Le vice-Premier ministre russe s'est également exprimé sur le gaz. À ce propos, Alexandre Novak a assuré que le gigantesque projet Arctic LNG 2 avait démarré malgré les sanctions américaines qui mettaient en péril son lancement.

« L'usine Arctic LNG 2 est actuellement en cours de construction, et la première étape a déjà commencé à fonctionner. Nous nous attendons à ce que les premières livraisons de ce projet aient lieu dès le premier trimestre de l'année prochaine », a-t-il rapporté.
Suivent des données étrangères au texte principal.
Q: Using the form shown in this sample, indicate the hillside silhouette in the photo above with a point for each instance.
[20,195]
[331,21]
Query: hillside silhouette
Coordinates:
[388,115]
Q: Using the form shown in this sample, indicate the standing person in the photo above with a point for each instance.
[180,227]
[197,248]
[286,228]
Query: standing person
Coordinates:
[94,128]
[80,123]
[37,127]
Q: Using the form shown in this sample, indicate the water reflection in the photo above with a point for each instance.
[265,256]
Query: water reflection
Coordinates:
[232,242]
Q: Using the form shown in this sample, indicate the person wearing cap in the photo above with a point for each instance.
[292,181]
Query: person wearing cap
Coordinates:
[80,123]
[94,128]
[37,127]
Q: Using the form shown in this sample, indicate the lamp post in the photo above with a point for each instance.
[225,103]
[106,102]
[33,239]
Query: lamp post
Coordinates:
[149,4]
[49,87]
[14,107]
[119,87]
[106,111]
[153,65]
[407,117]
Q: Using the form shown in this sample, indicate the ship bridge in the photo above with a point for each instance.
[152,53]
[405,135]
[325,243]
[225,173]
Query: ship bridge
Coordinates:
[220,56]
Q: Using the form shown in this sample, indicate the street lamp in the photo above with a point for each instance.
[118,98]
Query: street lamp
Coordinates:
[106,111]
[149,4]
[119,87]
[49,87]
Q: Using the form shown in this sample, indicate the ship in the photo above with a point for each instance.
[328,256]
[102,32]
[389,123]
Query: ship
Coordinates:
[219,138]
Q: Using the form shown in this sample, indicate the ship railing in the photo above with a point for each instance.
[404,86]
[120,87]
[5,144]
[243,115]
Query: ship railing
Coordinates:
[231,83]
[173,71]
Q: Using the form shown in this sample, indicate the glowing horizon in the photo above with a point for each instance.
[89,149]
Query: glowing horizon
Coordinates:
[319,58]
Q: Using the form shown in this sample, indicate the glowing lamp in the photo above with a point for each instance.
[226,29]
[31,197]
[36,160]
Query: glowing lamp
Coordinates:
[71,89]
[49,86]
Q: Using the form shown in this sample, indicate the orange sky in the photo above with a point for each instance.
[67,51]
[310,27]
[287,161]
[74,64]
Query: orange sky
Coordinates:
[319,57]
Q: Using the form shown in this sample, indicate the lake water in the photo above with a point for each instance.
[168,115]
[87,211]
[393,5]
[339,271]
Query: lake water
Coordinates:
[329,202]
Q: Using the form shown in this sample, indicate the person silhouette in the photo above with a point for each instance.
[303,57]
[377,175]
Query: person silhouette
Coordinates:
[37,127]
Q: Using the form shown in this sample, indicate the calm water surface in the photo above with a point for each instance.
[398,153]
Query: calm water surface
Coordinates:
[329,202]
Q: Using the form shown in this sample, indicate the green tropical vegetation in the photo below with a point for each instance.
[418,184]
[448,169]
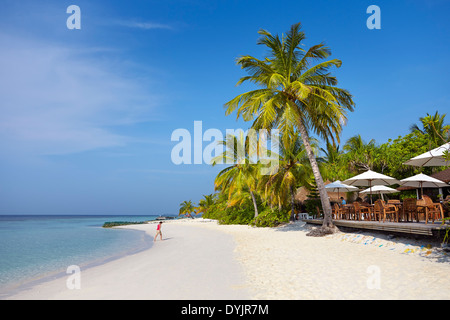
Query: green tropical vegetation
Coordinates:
[297,94]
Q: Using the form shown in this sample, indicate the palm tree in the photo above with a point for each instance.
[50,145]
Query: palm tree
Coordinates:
[361,154]
[186,207]
[294,94]
[241,177]
[293,171]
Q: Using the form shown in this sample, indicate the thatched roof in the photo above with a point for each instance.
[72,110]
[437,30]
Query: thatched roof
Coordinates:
[302,194]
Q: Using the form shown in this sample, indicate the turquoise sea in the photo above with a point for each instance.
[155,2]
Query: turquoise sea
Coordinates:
[34,247]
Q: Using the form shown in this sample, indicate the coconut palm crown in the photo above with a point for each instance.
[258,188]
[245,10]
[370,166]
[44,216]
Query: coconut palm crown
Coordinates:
[294,95]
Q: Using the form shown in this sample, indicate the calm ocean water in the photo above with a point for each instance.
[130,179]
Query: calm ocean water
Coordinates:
[32,247]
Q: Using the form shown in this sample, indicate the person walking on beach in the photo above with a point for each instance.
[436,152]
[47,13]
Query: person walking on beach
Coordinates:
[158,231]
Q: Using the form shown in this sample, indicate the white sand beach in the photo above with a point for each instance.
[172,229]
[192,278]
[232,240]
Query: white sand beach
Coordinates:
[202,260]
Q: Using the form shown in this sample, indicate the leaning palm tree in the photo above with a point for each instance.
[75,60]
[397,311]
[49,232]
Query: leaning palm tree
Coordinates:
[205,203]
[186,207]
[293,171]
[294,94]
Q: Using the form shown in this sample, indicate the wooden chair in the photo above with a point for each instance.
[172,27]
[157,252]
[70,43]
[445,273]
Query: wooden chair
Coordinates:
[430,209]
[361,210]
[398,204]
[385,210]
[410,209]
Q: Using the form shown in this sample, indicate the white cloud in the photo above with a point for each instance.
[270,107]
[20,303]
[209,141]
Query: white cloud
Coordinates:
[56,101]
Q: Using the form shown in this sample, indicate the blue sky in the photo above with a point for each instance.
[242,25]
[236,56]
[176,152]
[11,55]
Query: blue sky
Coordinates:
[87,115]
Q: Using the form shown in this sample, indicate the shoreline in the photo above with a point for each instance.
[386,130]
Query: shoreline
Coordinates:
[201,260]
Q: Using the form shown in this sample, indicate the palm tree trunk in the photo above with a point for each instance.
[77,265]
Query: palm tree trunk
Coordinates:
[292,204]
[327,221]
[254,203]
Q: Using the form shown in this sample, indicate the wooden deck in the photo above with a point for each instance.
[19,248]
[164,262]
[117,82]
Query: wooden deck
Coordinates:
[419,228]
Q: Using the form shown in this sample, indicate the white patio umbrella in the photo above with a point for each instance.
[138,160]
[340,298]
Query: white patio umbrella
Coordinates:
[371,178]
[422,180]
[379,190]
[338,186]
[433,158]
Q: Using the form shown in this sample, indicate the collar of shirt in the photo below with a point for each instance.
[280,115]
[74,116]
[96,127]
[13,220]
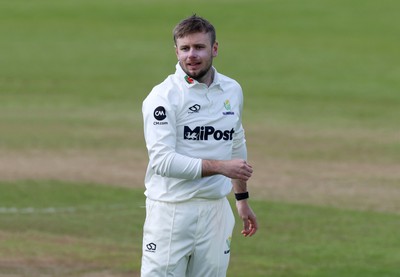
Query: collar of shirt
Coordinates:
[190,82]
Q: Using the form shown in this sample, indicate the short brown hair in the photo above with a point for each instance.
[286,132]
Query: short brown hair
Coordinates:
[194,24]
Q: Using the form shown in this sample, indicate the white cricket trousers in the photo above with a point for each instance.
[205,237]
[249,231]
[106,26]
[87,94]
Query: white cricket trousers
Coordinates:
[187,239]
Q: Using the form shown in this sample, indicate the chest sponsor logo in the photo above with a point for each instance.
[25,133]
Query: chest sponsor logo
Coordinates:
[206,133]
[195,108]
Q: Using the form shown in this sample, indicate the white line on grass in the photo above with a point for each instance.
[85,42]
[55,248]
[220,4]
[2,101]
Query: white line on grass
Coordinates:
[55,210]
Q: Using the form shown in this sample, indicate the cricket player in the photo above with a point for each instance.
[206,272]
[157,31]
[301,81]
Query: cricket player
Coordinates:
[197,154]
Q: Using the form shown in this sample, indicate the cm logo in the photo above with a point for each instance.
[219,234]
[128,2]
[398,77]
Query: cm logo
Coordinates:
[160,113]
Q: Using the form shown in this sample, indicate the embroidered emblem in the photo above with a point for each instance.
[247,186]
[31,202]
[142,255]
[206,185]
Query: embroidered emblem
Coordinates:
[227,106]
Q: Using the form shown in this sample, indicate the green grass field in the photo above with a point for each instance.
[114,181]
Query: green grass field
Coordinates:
[322,108]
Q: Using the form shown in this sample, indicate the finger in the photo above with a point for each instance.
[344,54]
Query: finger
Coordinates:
[246,226]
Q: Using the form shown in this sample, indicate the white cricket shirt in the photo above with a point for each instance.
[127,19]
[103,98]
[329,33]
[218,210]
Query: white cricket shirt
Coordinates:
[185,122]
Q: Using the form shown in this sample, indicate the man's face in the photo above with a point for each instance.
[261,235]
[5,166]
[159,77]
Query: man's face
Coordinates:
[195,54]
Selon des médias, le géant gazier russe Novatek, qui détient 60% du mégaprojet, a invoqué plus tôt en décembre le cas de « force majeure », une clause juridique qui permet aux entreprises de suspendre les livraisons en raison de facteurs indépendants de leur volonté.

De son côté, l'autre géant gazier russe, Gazprom, sera contraint de réduire ses investissements de 20% en 2024 par rapport à 2023, année déjà marquée par une révision à la baisse (-14,5%) au regard du plan initial publié l'an passé. En cause, la chute drastique de ses exportations de gaz vers l'Europe, un marché quasi-fermé depuis le début du conflit en Ukraine en 2022 et le sabotage des gazoducs Nord Stream 1 et 2 en septembre 2022.

« Le montant total du programme d'investissements de Gazprom pour 2024 s'élève à 1.573,6 milliards de roubles » (16,3 milliards d'euros), indiquait le groupe russe dans un communiqué en novembre.